Neal blinked hard to clear his vision hoping that the disconcerting feeling of confinement he was experiencing was merely a trick of the strange half-light. His hopes were quickly dashed when it became apparent that the 'ceiling' of his prison was a mere few inches above him and the ‘walls’ at his sides were even closer.

Neal threw his hands up to slam against the rough wood above him. The board failed to give at all. The only thing his effort produced was the sound of a solid and unyielding thunk. His heart sank a little further. He had dearly hoped for a hollow thud. His palms stung from the impact against the rigid plank and he shook his hands out in the meager space above his chest in an attempt to alleviate the pain.

Neal tilted his head up and then down toward his feet seeing wood above and below him, the box he was lying in was only slightly longer than his body. A coffin, or the equivalent, though any distinction hardly mattered as he had apparently been left here to die. A sense of anxiety settled heavily and painfully in his chest. Neal fought it, knowing that staying calm was vital to any possibility of staying alive.

As he swiveled his head around to further assess the space, Neal noticed that something was written on the wall just above his head on his left side. "tick tock" accompanied by the very disconcerting image of a smiley face. Nice to know that his nemesis had a sense of humor, whoever it was this time, Neal supposed sarcastically.

There was something down by his feet and the odd light seemed to be coming from his right side. He fished around with his hand until he felt something cylindrical. It was a light stick, probably one of the 12 hour versions. With the light source grasped in his hand, Neal shifted his feet away from the object at the bottom of the box and leaned to the side to try and see what was down there. Another cylinder, larger and metal, a small oxygen tank. Now that he knew it was there Neal could hear it above the sound of his own rough breathing, slowly hissing away, dispensing life preserving air into Neal’s claustrophobic home.

So he wasn't meant to die too quickly. He didn't know whether that was supposed to be a comfort or a further torment, but he suspected the latter.

With the where and the how established, Neal took a moment to try and suss out a why. None of his current work with Sterling Bosch would have incited anyone to come after him. Nor any of the private security jobs he'd picked up since his return to New York. It had been a bit longer than a year since he closed his last FBI case, though he supposed that anyone he helped put away over those four plus years could conceivably have a long memory and a penchant for revenge. There was no way to know, not from the scant evidence left with him.

In another time and another place Neal would have taken comfort in knowing that Peter would find him. With or without the weight of the tracker on his ankle, Peter had always managed to follow wherever Neal led. But, Peter wasn't coming this time.

A sudden sharp ache filled his chest, a longing for love long gone. Neal fought against the tears that began to well in his eyes. This wasn't the time or the place to dwell on what he'd lost.

Peter wasn't coming and he needed to find a way out on his own.
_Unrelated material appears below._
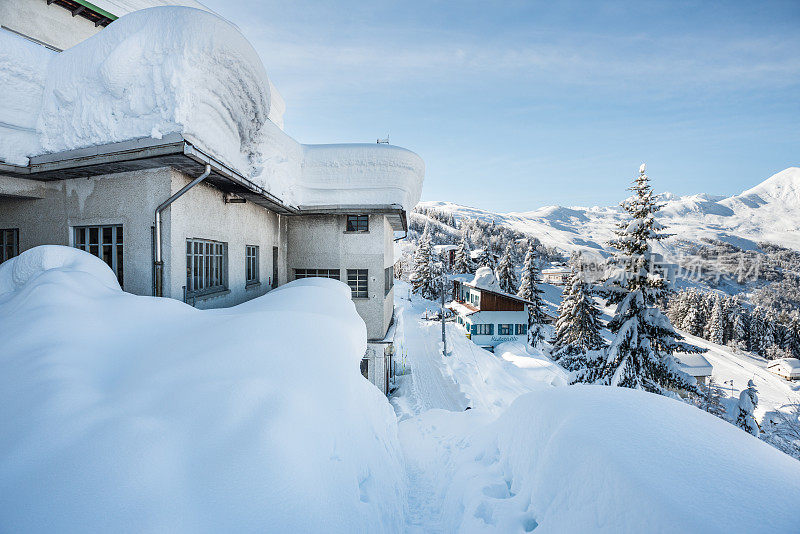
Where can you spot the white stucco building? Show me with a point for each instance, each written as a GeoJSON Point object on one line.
{"type": "Point", "coordinates": [181, 178]}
By the time Peter received the fourth clock, he and Jones had tracked the previous three to three different courier services, each with offices located across Manhattan and the other four boroughs as well. In the only one where one of the packages originated that had a camera at the customer reception desk, their guy knew it was there and kept his face concealed behind the hood of his sweatshirt. The employee who had been working the desk could only describe the suspect as male, average height, average build, clean shaven, dark hair, dark eyes.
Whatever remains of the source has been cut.